В очаге дымились сырые дрова. Дым ел глаза Занкану.
– Слова бедняка никому не интересны! А тем более слова некогда состоятельного, а потом обнищавшего человека! Я в свое время никогда не прислушивался к таким. И все же скажу тебе: мы – иудеи, они – вельможи. Сколько добра им не делай, однажды они все забудут. Они не знают пощады. Именно потому я и очутился здесь, в этой землянке!
– О какой пощаде ты толкуешь, Иошуа?
– Говорят, ты пользуешься уважением сильных мира сего, тебе доверяют государственные дела.
– И что в этом предосудительного? – Занкан потер глаза.

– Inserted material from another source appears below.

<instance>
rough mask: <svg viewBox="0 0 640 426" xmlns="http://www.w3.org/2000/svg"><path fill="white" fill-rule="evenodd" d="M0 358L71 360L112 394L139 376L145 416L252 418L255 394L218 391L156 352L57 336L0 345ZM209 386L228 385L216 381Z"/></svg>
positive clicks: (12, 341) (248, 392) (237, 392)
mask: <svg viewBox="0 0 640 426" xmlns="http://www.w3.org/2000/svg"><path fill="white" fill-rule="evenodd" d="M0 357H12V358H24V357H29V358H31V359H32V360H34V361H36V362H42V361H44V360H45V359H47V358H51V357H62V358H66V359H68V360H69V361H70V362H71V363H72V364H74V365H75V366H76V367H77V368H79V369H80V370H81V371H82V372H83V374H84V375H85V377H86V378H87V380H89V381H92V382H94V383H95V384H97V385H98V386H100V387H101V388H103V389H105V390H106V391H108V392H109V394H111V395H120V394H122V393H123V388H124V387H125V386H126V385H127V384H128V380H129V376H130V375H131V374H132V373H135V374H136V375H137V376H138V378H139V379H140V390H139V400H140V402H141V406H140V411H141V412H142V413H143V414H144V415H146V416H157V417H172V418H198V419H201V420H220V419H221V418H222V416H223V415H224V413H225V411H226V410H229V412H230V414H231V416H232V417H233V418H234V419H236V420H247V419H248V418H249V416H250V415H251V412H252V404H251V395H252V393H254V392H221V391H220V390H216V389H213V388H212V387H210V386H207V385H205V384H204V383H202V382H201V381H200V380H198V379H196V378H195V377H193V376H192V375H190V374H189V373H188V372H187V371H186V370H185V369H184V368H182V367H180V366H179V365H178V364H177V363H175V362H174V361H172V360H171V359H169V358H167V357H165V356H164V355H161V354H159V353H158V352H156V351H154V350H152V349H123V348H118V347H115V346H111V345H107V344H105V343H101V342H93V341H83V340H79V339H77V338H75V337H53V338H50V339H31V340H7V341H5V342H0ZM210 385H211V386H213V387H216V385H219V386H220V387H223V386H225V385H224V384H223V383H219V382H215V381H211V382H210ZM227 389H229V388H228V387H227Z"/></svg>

– Предосудительного? – Иошуа с жалостью посмотрел на Занкана. – Я еще не видел, мой Занкан, чтобы это приносило счастье человеку! Нет пощады, пощады нет! – Дым теперь вился вокруг головы Иошуа.
– И что ты советуешь мне?
– Да ничего. Ума у тебя достаточно, как, впрочем, и опыта. Я свое сказал, остальное за тобой. – Иошуа вновь взялся за псалмы.
Занкан вышел из землянки с улыбкой на лице.
«Вот что значит безделие, – думал он, – когда человек перестает заниматься делом, он становится подозрительным, недоверчивым».
Да, так думал Занкан, но слова Иошуа не шли у него из головы целых две недели.
Он повидал Гучу и Джачу, обоих одарил серебром, обещал выкупить, дать им свободу и зачислить в свои охранники. Но слова Иошуа грызли ему душу.